Par jugement du 13 janvier 1997, le Tribunal de Commerce de Paris :
- a condamné la société Cursus Vidéo à payer à la SARL Infotax :
* la somme de 40 000 F à titre de réparation du préjudice subi du fait de la résiliation de la convention liant les parties,
* la somme de 100 000 F à titre de dommages et intérêts pour concurrence déloyale,
* une indemnité de 10 000 F sur le fondement de l'article 700 du NCPC,
- a fait défense à cette société de produire ou diffuser les vidéogrammes intitulés Novell Netware 3.11 Administrer et Novell Netware 3.12 Présentation,
- a interdit la vente de ces vidéogrammes dans le mois de la signification du jugement sous astreinte de 1000 F par infraction constatée
- a dit qu'il n'y a lieu à l'examen des autres moyens soulevés par les parties et rejeté les demandes plus amples ou contraires au dispositif.

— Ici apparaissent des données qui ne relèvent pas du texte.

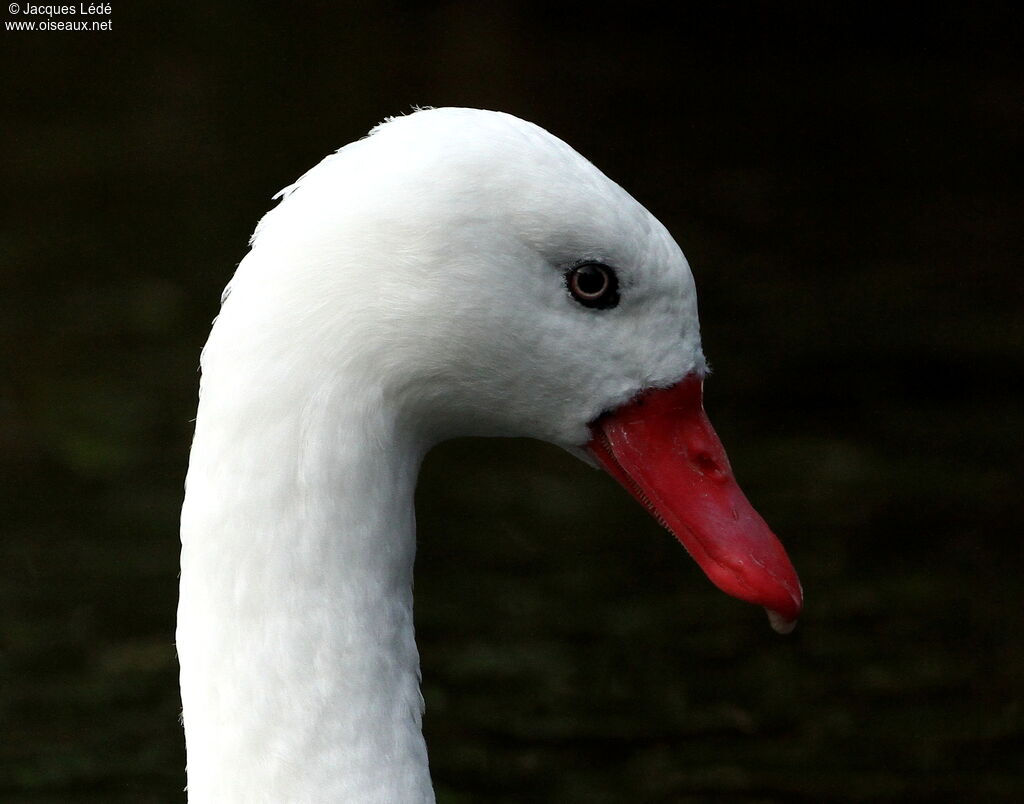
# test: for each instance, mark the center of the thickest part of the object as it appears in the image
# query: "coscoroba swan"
(457, 272)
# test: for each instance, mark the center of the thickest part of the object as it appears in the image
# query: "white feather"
(408, 289)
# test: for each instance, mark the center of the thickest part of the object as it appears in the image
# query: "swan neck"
(299, 668)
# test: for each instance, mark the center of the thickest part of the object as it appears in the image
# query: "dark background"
(846, 181)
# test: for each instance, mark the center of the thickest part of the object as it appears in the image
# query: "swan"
(455, 272)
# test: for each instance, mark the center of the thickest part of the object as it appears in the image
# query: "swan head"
(481, 278)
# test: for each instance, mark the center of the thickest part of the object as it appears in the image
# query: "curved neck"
(299, 668)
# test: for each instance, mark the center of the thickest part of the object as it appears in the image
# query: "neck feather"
(299, 668)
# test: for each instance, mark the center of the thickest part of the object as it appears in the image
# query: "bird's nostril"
(706, 463)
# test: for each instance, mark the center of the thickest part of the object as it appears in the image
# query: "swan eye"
(593, 285)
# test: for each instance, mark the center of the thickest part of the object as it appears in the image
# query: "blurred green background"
(846, 182)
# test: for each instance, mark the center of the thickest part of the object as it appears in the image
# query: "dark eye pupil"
(593, 285)
(591, 280)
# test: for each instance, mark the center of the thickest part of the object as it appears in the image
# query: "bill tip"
(779, 624)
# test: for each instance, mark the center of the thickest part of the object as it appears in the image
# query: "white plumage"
(408, 289)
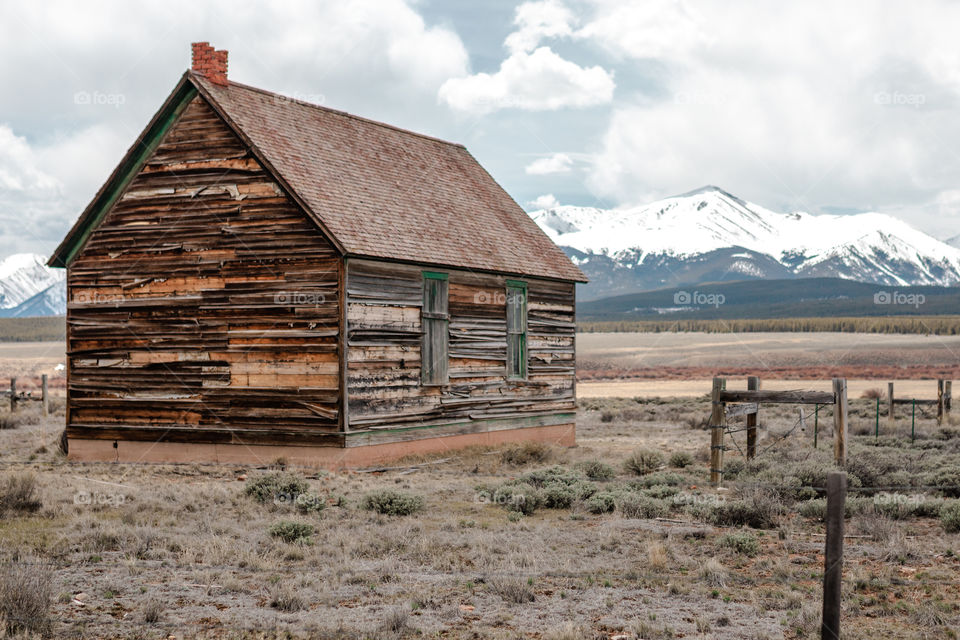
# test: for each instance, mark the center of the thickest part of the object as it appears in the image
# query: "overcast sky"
(816, 106)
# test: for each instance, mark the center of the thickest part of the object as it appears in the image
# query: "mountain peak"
(662, 243)
(710, 189)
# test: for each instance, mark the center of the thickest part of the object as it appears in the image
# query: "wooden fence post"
(891, 418)
(940, 399)
(840, 421)
(44, 397)
(947, 397)
(716, 433)
(833, 555)
(753, 384)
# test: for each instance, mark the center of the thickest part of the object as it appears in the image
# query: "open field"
(137, 551)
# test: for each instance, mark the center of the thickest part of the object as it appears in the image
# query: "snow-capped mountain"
(711, 235)
(30, 288)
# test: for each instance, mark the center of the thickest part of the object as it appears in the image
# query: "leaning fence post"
(940, 399)
(44, 398)
(833, 555)
(753, 384)
(816, 424)
(947, 397)
(891, 418)
(876, 432)
(913, 421)
(840, 421)
(716, 433)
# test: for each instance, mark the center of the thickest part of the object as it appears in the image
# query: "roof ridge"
(339, 112)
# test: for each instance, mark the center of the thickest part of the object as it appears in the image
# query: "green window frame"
(516, 330)
(435, 323)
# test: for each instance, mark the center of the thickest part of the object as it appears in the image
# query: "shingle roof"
(385, 192)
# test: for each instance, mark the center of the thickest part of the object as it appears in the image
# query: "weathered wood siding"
(384, 340)
(204, 307)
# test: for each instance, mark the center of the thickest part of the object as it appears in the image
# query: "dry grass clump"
(26, 591)
(601, 502)
(152, 612)
(19, 419)
(681, 460)
(285, 598)
(635, 505)
(396, 620)
(393, 503)
(526, 453)
(714, 574)
(512, 589)
(597, 470)
(273, 487)
(742, 542)
(291, 532)
(19, 492)
(643, 461)
(658, 557)
(757, 508)
(950, 517)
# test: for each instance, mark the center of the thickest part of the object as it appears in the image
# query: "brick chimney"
(209, 63)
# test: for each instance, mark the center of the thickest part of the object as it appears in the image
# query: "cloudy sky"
(816, 106)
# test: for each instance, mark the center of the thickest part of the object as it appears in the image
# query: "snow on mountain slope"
(52, 301)
(870, 247)
(24, 275)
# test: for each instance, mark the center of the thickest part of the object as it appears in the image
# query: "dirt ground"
(149, 551)
(139, 551)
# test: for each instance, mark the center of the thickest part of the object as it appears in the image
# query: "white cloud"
(556, 163)
(19, 172)
(649, 29)
(786, 112)
(373, 57)
(538, 20)
(538, 81)
(546, 201)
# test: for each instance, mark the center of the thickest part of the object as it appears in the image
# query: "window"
(516, 330)
(435, 321)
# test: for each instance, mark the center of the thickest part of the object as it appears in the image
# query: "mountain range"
(710, 235)
(704, 236)
(29, 288)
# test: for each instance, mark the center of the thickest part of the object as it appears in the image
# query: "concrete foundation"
(333, 458)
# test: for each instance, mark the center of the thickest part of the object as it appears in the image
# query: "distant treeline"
(45, 329)
(932, 325)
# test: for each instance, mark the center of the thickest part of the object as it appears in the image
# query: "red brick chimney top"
(209, 63)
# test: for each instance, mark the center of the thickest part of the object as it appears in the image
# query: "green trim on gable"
(129, 167)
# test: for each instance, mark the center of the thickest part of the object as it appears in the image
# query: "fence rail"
(17, 398)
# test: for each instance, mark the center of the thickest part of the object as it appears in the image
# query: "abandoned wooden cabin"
(263, 278)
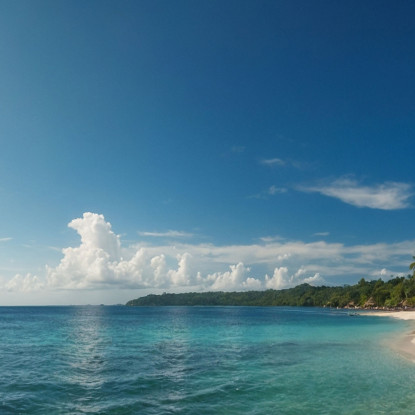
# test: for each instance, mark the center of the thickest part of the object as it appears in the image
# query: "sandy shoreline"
(402, 315)
(404, 344)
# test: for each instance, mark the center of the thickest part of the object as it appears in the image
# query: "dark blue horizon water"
(200, 360)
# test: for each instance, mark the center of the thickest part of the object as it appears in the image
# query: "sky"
(159, 146)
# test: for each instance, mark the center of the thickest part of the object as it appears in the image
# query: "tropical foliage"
(399, 291)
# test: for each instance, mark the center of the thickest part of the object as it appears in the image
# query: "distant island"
(396, 293)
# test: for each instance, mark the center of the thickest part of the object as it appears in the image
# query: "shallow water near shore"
(201, 360)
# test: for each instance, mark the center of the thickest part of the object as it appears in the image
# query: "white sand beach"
(402, 315)
(405, 344)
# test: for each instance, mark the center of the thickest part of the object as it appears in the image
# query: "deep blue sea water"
(200, 360)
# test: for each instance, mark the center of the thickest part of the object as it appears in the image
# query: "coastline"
(404, 344)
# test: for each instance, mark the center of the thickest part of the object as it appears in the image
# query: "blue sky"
(203, 145)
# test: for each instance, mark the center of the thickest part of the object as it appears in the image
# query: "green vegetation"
(397, 292)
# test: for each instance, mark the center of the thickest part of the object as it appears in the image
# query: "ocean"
(201, 360)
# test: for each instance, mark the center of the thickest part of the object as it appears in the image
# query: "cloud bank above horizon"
(102, 262)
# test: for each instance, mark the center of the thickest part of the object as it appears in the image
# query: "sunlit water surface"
(200, 360)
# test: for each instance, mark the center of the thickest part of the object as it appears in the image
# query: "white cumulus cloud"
(100, 261)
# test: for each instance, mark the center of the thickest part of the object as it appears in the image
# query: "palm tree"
(412, 267)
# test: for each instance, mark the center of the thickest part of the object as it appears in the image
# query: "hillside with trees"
(397, 292)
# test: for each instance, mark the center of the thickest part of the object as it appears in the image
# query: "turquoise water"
(200, 360)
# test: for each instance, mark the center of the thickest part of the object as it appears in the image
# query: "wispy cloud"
(168, 234)
(273, 162)
(386, 196)
(100, 261)
(238, 149)
(271, 191)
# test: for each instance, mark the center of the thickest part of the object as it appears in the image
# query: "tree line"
(396, 292)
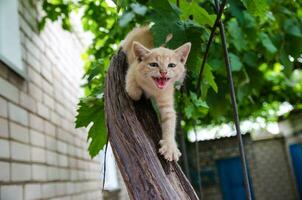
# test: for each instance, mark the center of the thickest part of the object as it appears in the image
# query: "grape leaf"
(195, 11)
(235, 62)
(267, 43)
(91, 112)
(208, 75)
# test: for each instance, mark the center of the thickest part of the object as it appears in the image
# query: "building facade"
(274, 165)
(42, 155)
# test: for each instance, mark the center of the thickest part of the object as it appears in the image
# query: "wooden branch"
(134, 135)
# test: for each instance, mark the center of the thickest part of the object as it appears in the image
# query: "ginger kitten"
(153, 72)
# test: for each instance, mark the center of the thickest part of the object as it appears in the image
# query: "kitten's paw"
(169, 150)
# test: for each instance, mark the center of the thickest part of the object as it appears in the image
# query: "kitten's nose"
(163, 73)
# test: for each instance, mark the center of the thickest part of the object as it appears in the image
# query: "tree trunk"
(134, 133)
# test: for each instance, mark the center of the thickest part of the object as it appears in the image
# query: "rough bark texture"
(134, 135)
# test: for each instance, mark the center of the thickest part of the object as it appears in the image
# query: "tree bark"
(134, 133)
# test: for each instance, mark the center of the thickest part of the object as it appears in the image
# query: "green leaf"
(97, 135)
(267, 43)
(235, 62)
(236, 35)
(126, 19)
(139, 9)
(208, 75)
(91, 112)
(195, 11)
(189, 111)
(292, 27)
(256, 7)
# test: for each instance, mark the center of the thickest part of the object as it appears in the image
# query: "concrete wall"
(271, 174)
(268, 166)
(42, 155)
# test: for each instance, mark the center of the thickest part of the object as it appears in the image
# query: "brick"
(11, 192)
(47, 87)
(20, 151)
(37, 138)
(53, 173)
(62, 147)
(8, 91)
(35, 92)
(61, 189)
(4, 149)
(63, 161)
(43, 111)
(48, 190)
(33, 191)
(34, 76)
(39, 172)
(28, 102)
(34, 62)
(21, 172)
(64, 174)
(51, 158)
(4, 171)
(36, 122)
(19, 132)
(18, 114)
(49, 128)
(3, 107)
(51, 143)
(47, 100)
(38, 154)
(3, 128)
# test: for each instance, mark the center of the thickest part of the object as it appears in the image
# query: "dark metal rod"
(198, 163)
(183, 145)
(235, 109)
(205, 56)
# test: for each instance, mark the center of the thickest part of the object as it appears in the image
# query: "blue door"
(296, 154)
(231, 179)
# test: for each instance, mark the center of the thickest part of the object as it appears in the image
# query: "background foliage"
(264, 40)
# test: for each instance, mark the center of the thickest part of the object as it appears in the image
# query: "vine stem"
(235, 109)
(105, 158)
(211, 38)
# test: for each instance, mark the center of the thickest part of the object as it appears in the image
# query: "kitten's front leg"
(133, 90)
(168, 145)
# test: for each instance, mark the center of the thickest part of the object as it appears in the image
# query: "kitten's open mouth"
(161, 81)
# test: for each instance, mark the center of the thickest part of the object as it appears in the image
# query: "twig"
(197, 162)
(212, 35)
(235, 109)
(105, 158)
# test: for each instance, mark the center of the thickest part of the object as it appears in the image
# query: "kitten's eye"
(153, 64)
(172, 65)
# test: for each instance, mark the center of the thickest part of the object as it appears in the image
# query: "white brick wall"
(11, 192)
(42, 155)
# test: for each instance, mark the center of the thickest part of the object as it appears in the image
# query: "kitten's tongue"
(161, 82)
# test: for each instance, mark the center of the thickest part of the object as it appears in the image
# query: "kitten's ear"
(139, 50)
(183, 52)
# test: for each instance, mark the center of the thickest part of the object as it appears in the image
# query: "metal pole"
(235, 109)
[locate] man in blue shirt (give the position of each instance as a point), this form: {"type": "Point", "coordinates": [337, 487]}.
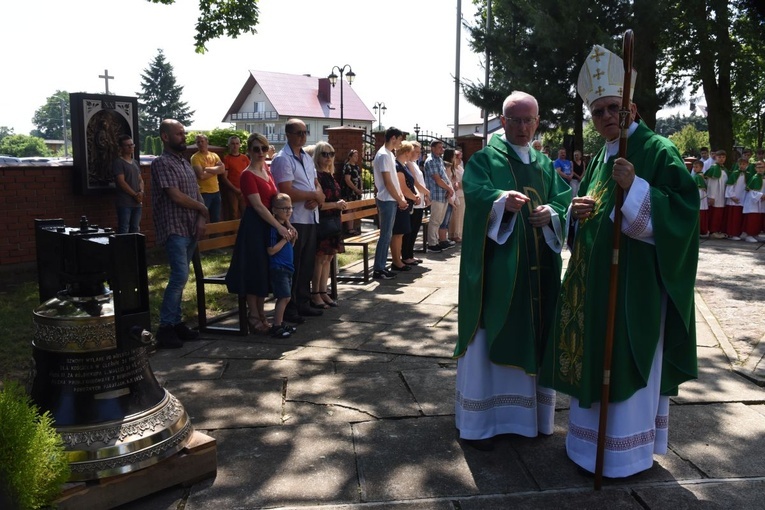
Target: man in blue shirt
{"type": "Point", "coordinates": [440, 190]}
{"type": "Point", "coordinates": [563, 166]}
{"type": "Point", "coordinates": [294, 174]}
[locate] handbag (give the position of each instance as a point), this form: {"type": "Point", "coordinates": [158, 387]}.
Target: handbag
{"type": "Point", "coordinates": [329, 226]}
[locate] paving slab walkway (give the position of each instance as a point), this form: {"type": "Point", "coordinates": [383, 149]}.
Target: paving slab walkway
{"type": "Point", "coordinates": [355, 411]}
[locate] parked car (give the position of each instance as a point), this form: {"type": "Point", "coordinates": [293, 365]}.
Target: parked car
{"type": "Point", "coordinates": [34, 161]}
{"type": "Point", "coordinates": [6, 160]}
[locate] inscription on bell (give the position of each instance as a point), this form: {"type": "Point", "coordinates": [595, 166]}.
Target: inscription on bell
{"type": "Point", "coordinates": [97, 374]}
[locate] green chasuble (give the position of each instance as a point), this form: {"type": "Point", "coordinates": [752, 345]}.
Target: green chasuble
{"type": "Point", "coordinates": [509, 289]}
{"type": "Point", "coordinates": [573, 362]}
{"type": "Point", "coordinates": [754, 183]}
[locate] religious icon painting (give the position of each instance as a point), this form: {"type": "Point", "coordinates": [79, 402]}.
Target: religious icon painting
{"type": "Point", "coordinates": [97, 121]}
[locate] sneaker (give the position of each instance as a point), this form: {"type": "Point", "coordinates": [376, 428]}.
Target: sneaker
{"type": "Point", "coordinates": [279, 331]}
{"type": "Point", "coordinates": [383, 275]}
{"type": "Point", "coordinates": [310, 312]}
{"type": "Point", "coordinates": [294, 318]}
{"type": "Point", "coordinates": [167, 338]}
{"type": "Point", "coordinates": [184, 333]}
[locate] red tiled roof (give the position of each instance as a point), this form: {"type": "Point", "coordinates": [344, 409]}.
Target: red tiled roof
{"type": "Point", "coordinates": [294, 95]}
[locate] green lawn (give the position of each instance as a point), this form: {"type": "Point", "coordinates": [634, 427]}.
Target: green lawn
{"type": "Point", "coordinates": [18, 300]}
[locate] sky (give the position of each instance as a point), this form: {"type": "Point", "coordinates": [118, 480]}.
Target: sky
{"type": "Point", "coordinates": [402, 51]}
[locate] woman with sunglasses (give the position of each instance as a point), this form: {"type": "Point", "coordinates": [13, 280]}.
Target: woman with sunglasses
{"type": "Point", "coordinates": [578, 172]}
{"type": "Point", "coordinates": [324, 160]}
{"type": "Point", "coordinates": [352, 187]}
{"type": "Point", "coordinates": [248, 273]}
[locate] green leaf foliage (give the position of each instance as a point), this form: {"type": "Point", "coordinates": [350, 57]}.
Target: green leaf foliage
{"type": "Point", "coordinates": [689, 140]}
{"type": "Point", "coordinates": [5, 131]}
{"type": "Point", "coordinates": [23, 146]}
{"type": "Point", "coordinates": [33, 463]}
{"type": "Point", "coordinates": [50, 119]}
{"type": "Point", "coordinates": [160, 97]}
{"type": "Point", "coordinates": [222, 17]}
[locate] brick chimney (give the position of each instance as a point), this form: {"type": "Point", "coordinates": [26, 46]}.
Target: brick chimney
{"type": "Point", "coordinates": [325, 90]}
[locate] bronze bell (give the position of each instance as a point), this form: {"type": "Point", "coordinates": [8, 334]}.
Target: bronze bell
{"type": "Point", "coordinates": [91, 353]}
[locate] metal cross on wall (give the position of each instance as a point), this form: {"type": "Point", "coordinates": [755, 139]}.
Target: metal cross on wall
{"type": "Point", "coordinates": [106, 78]}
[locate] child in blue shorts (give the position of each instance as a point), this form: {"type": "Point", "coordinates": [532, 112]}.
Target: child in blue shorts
{"type": "Point", "coordinates": [281, 266]}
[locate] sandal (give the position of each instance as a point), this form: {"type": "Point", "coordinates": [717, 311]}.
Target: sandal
{"type": "Point", "coordinates": [320, 306]}
{"type": "Point", "coordinates": [257, 326]}
{"type": "Point", "coordinates": [328, 300]}
{"type": "Point", "coordinates": [279, 331]}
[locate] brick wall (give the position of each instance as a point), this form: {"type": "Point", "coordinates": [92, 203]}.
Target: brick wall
{"type": "Point", "coordinates": [46, 192]}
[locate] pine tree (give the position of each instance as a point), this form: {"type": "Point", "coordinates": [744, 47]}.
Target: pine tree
{"type": "Point", "coordinates": [161, 97]}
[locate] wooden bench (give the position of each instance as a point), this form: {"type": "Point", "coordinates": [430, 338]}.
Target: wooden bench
{"type": "Point", "coordinates": [357, 209]}
{"type": "Point", "coordinates": [217, 235]}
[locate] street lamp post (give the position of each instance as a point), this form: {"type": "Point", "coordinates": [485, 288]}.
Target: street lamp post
{"type": "Point", "coordinates": [62, 103]}
{"type": "Point", "coordinates": [350, 75]}
{"type": "Point", "coordinates": [379, 108]}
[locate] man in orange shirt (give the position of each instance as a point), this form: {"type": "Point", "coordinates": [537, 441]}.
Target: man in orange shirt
{"type": "Point", "coordinates": [235, 163]}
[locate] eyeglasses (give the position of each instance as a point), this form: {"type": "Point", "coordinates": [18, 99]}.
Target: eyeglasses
{"type": "Point", "coordinates": [612, 109]}
{"type": "Point", "coordinates": [521, 121]}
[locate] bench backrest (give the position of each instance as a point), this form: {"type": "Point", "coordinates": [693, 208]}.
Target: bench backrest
{"type": "Point", "coordinates": [225, 232]}
{"type": "Point", "coordinates": [359, 209]}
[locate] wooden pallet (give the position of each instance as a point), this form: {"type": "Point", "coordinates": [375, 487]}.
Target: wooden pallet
{"type": "Point", "coordinates": [192, 464]}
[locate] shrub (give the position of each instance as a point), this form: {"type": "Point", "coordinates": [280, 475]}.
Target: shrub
{"type": "Point", "coordinates": [33, 464]}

Le 1er mars 1997, la SARL Infotax a fait signifier cette décision à la société Cursus Vidéo, qui a été mise en liquidation judiciaire par jugement du Tribunal de Commerce de Paris du 1er avril 1997, à la suite de la déclaration de la cessation des paiements faite par son gérant Jean-Christophe Velon le 14 mars 1997.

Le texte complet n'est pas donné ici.